Hai già iniziato a trattare temi come AEO, AI e SEO. Questo è un ottimo punto di partenza.
Il passo successivo è strutturare questi contenuti in modo strategico:
- creare un cluster completo sull’argomento
- collegare gli articoli tra loro
- rafforzare il posizionamento su “AI + marketing”
- inserire call to action mirate
In questo modo non stai solo creando contenuti, ma costruendo un sistema.
Ottimizzare un sito per essere citati da ChatGPT non è una tecnica isolata, ma un’evoluzione del modo in cui si fa marketing online.
Non si tratta più solo di essere visibili, ma di essere selezionati. Non basta avere contenuti buoni, devono essere utilizzabili.
Chi riesce a lavorare su struttura, chiarezza, coerenza e autorevolezza costruisce un vantaggio competitivo reale.
Non immediato, ma estremamente solido.
Noi di LAVStudio ti aiutiamo a:
- trasformare i tuoi contenuti in risposte “citabili”
- strutturare il sito per AEO e SEO avanzata
- aumentare la visibilità su Google e sulle AI
- intercettare utenti che cercano già i tuoi servizi
👉 Richiedi un’analisi del tuo sito sul nostro sito web e scopri dove stai perdendo opportunità e come intervenire in modo strategico.
FAQ
Come si fa a farsi citare da ChatGPT?
Per aumentare le probabilità di essere citati da ChatGPT è necessario creare contenuti chiari, strutturati e orientati alle risposte.
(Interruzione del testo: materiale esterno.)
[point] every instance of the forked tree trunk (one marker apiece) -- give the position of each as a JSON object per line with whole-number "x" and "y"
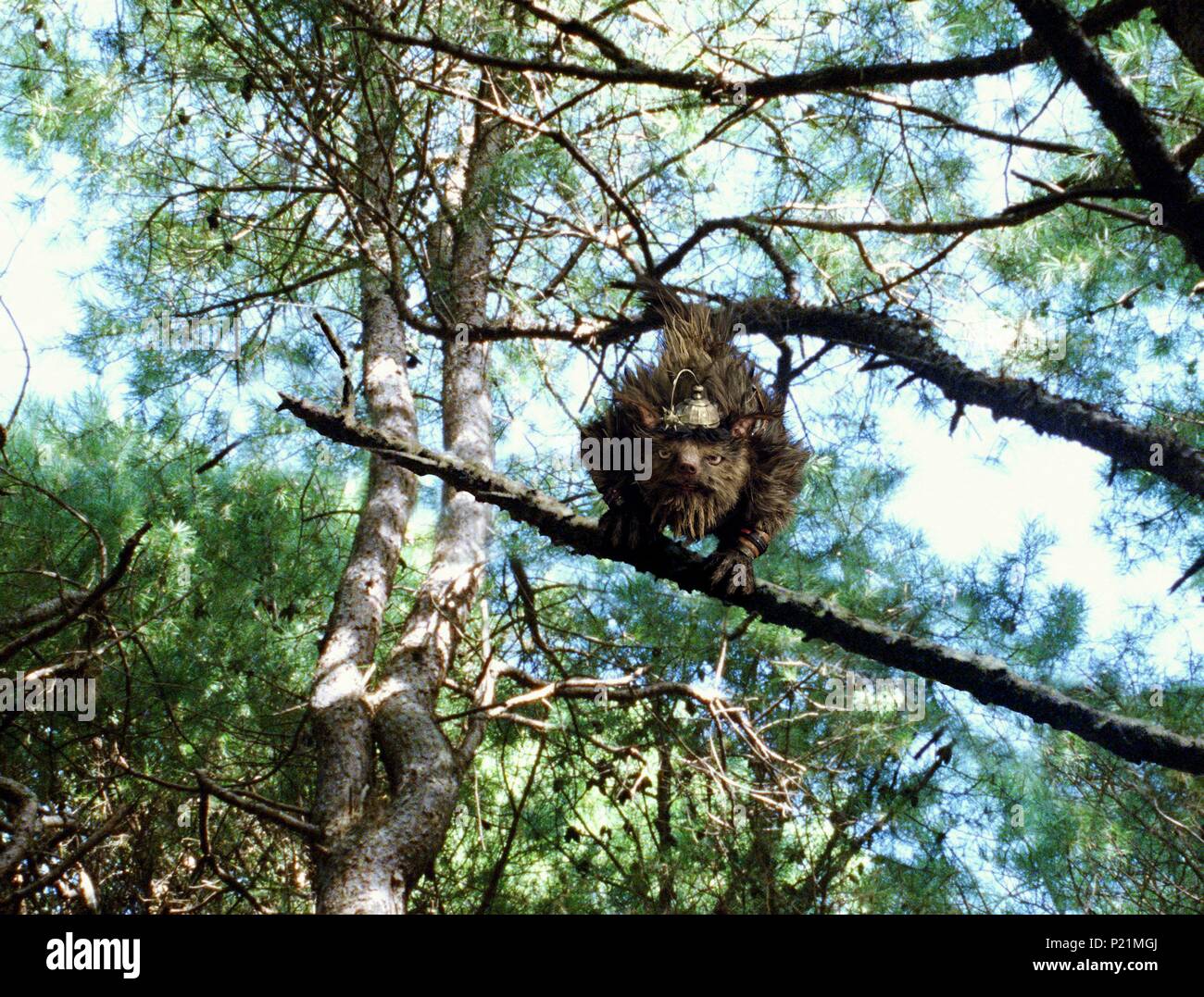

È importante utilizzare un linguaggio semplice, organizzare il testo in modo logico, includere sezioni domanda-risposta e costruire autorevolezza nel tempo attraverso contenuti coerenti e aggiornati.
ChatGPT utilizza Google per le risposte?
No, nelle versioni con accesso al web ChatGPT utilizza principalmente Bing. Questo significa che è importante ottimizzare il proprio sito anche per Bing, assicurandosi che sia indicizzato correttamente e facilmente accessibile.
Quanto tempo serve per essere citati dalle AI?
Non esiste un tempo preciso. Dipende da diversi fattori, tra cui la qualità dei contenuti, l’autorevolezza del sito, la coerenza tematica e la diffusione online. In alcuni casi i risultati possono arrivare in tempi brevi, in altri richiedono mesi di lavoro costante.
Serve ancora fare SEO nel 2026?
Sì, ma la SEO sta evolvendo. Non si tratta più solo di posizionarsi su Google, ma di rendere i contenuti comprensibili e utilizzabili anche dalle AI. SEO e AEO lavorano insieme e non sono in contrapposizione.
I dati strutturati aiutano davvero?
I dati strutturati non garantiscono di essere citati, ma aiutano i sistemi a comprendere meglio il contenuto. Ridurre l’ambiguità e migliorare la chiarezza semantica aumenta le probabilità che il contenuto venga utilizzato.